14.04.2017 • 16:07 Uhr / 2 Minuten Lesezeit

Die Ausgangsidee war klug. Der Politik war es plötzlich ein Anliegen, Frauen, die viele ihrer besten Jahre Kinder erzogen und den Haushalt geführt hatten, pensionsrechtlich zu versorgen. Da der Staat aber für diese Frauen kein Geld ausgeben wollte, obwohl sie ja nur die wertvollste, ehrenamtliche Vollzeitarbeit geleistet hatten, kam irgendwer auf die schwachsinnige Idee des Pensionssplittings. Heißt im Klartext: Die Männer sollen per Gesetz verpflichtet werden, ihren Pensionsanspruch zur Hälfte an ihre Frauen abzutreten. Echt toll, Abhängigkeit pur! Frauen müssen also erst geheiratet werden, um auch ein bisschen ­Pension zu bekommen, wenn sie ihre Kinder selber betreuen möchten und sie nicht in Kindertagesstätten unterbringen wollen, um Karriere und Pension hinterherzuhecheln.
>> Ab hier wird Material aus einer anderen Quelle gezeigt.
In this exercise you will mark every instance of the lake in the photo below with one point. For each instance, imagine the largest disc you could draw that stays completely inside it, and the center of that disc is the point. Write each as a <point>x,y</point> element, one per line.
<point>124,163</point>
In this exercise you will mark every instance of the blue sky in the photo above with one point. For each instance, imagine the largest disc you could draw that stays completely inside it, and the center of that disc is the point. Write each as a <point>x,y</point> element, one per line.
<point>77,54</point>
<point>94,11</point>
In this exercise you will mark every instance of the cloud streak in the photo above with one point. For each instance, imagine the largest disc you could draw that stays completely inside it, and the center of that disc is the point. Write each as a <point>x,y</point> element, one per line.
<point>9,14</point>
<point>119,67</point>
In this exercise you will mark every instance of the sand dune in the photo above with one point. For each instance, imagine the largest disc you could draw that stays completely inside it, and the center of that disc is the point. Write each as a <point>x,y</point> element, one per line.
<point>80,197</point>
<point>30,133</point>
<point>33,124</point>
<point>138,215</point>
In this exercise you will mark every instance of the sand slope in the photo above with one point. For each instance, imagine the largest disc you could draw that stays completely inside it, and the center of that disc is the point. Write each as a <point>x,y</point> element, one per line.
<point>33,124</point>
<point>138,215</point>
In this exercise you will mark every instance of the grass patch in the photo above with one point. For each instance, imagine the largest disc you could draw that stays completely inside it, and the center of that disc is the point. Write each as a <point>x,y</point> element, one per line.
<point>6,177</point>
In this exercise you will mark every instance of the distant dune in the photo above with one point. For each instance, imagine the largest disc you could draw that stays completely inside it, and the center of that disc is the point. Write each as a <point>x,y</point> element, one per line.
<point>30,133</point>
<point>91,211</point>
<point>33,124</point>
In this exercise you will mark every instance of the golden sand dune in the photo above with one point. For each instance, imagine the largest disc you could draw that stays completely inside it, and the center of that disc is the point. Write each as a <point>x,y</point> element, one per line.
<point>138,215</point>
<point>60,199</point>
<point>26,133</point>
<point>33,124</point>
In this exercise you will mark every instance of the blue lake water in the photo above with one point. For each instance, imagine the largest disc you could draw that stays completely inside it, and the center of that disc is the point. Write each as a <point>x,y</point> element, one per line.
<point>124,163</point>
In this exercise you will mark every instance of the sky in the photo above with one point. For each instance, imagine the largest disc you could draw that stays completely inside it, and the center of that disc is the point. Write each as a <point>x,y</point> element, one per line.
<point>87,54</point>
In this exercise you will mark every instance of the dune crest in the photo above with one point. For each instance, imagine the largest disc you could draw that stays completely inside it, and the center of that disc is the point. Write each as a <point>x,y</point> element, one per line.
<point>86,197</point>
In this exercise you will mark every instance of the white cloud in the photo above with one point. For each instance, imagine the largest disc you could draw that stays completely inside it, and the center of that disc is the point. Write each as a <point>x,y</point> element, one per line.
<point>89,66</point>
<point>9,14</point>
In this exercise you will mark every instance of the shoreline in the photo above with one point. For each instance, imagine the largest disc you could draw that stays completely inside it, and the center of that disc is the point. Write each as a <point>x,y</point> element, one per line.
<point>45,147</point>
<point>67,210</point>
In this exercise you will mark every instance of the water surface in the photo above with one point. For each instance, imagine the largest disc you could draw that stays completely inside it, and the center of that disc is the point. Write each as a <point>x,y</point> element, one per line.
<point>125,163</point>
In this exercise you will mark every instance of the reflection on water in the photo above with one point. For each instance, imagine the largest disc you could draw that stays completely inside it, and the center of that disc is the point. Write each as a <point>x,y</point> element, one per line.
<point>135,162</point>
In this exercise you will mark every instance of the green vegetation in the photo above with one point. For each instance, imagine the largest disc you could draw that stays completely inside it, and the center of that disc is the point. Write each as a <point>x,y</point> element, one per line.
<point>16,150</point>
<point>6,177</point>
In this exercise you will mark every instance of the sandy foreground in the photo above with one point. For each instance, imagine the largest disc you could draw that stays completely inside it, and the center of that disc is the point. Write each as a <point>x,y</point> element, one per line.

Die Männer sind auch nicht alle blöd, viele werden nicht mehr heiraten. Zudem landen im Alter dann nicht mehr nur die Frauen in der Armutsfalle, sondern ihre Männer gleich mit. Dumm gelaufen! Die bessere Lösung ist einfach: Mütter müssen endlich denselben Berufsstatus erhalten, wie Tagesmütter. Und Frauen, die den Beruf Mutter ausüben, sollen vom Staat dafür bevorzugt pensionsabgesichert werden, weil sie die Steuerzahler von morgen zur Welt bringen und aufziehen. Der Geburten­rückgang könnte damit vielleicht auch etwas eingebremst werden. Wäre doch gut und wichtig, oder?